В пятницу мы кончили читать записки о Гоголе. Боже мой, как он страдал, какие страшные душевные подвиги, какое неутомимое, неослабное, ежеминутное стремление к Богу, к совершенству, непостижимое почти для нас, обыкновенных людей! Это — святой человек, и все его ошибки и умственные заблуждения разве не происходили из тех же прекрасных источников, и как мало, лишь немногие знали его, но Бог ему награда! В субботу утром воротился Иван из Москвы. (Он уехал в среду вечером.) Политические известия все хуже и хуже. Говорят, мы на все готовы согласиться, говорят, будто бы государь сказал: ‘Я не только приму 4 пункта, я приму 44 пункта’. Нессельроде едет в Вену. Можно себе представить, что будет на тайных совещаниях, когда и открытия таковы! Но враги все-таки не дадут нам мира. Австрия присоединилась к Англии и Франции, а Пруссия и Германия к Австрии. Государыня, говорят, больна, великие князья приехали из Севастополя в Петербург. Пусть будут они все здоровы и счастливы, да только не губили бы нас, Россию! Нессельроде в своей депеше к Пруссии пишет: ‘Pour еviter a I’Allemagne les malheurs de la guerre I’Empereur de Russie est pret a accepter les 4 bases de la paix’ (‘чтобы избежать несчастий войны в Германии Император России готов принять 4 условия мира’, (фр.)) и т. д. Не ругательство ли это над Россией? Иван привез нам ‘Journal de Francfort’.

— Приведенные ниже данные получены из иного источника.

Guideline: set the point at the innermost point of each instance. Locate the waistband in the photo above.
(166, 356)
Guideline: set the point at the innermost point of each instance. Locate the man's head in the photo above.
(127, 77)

Накануне приезда Ивана мы кончили чтение записок о Гоголе. Кулиш как-то был довольнее, свободнее, он очень работал по утрам, списывая из черновых бумаг Гоголя, находящихся у нас, Альфреда, отрывок из драмы. Это ему стоило много труда, написано оно чрезвычайно тесно и слепо. Он перебирал все бумаги и книги Гоголя, разобрал кое-что новое, небольшие отрывки, часто состояние из нескольких только слов, но и в них видны следы его гения. Каждый вечер после чаю Кулиш учил Наденьку петь малороссийские песни, и сам учился петь славянские и другие. В нем много учительских приемов и какой-то старинный методизм в выражениях, в приемах и даже в мыслях, а между тем слышна под этим страстная натура, которая впрочем, как кажется, побеждается довольно сильным характером, но странные у него понятия, особенно о некоторых предметах. Мне кажется, это как будто следы впечатлений <,от>, Жан Жака Руссо, о котором он и теперь говорит с таким восхищением. Странно, как же он мог понять так истинно, так глубоко Гоголя, чисто духовного человека, и с таким благоговением предаться ему! В пятницу, особенно вечером, все как-то были очень разговорчивы, но поутру в субботу приехал Иван, привез столько неприятных вестей, которые всех смутили.
Кулиш же просил Ивана нанять лошадей так, чтобы Кулиш мог с теми же лошадьми возвратиться в Москву. Иван так и сделал, но когда сказал о том Кулишу, тот сказал, что не думал ехать так скоро, что у него еще есть дело, что неужели уже суббота и т. д. Братья, разумеется, сами уговаривали его не спешить и остаться у нас. Извозчик был отпущен, а между тем вдруг после завтрака Кулиш объявил, что он все кончил и что собирается на другой день ехать. Константин уговаривал его отложить отъезд, но он не согласился. Что было причиной его такого изменения своего намерения и быстрого решения — не знаем, но кажется, это не без причины, может быть (так как он человек весьма щекотливый), ему показалось, что он уже слишком долго у нас зажился, что мы несколько тяготимся его пребыванием, желаем его отъезда, но только из учтивости его уговариваем. Он был как-то смущен и как будто расстроен весь этот день, вечером прочел нам письма Гоголя, которые не вошли в биографию. Мы просили его показать нам главы ‘Мертвых душ’ второго тома. Я и Константин прочли первую, нам столько памятную: ее читал нам сам Гоголь, ничто так живо не напомнило нам Гоголя, казалось, он был тут, казалось, мы слышали его голос. Хотя эта глава далеко не в том виде, в каком он нам ее читал, но и в этом она так прекрасна, что снова произвела на нас то же впечатление, впечатление, которое только Гоголь мог производить, как живо почувствовали, чего мы лишились, чего лишился весь мир: в ком отразится он так, кто его так сознает и передаст! Прежде нам не хотелось, нам было больно, и взглянуть на эти оставшиеся черновые страницы, но теперь так захотелось их иметь!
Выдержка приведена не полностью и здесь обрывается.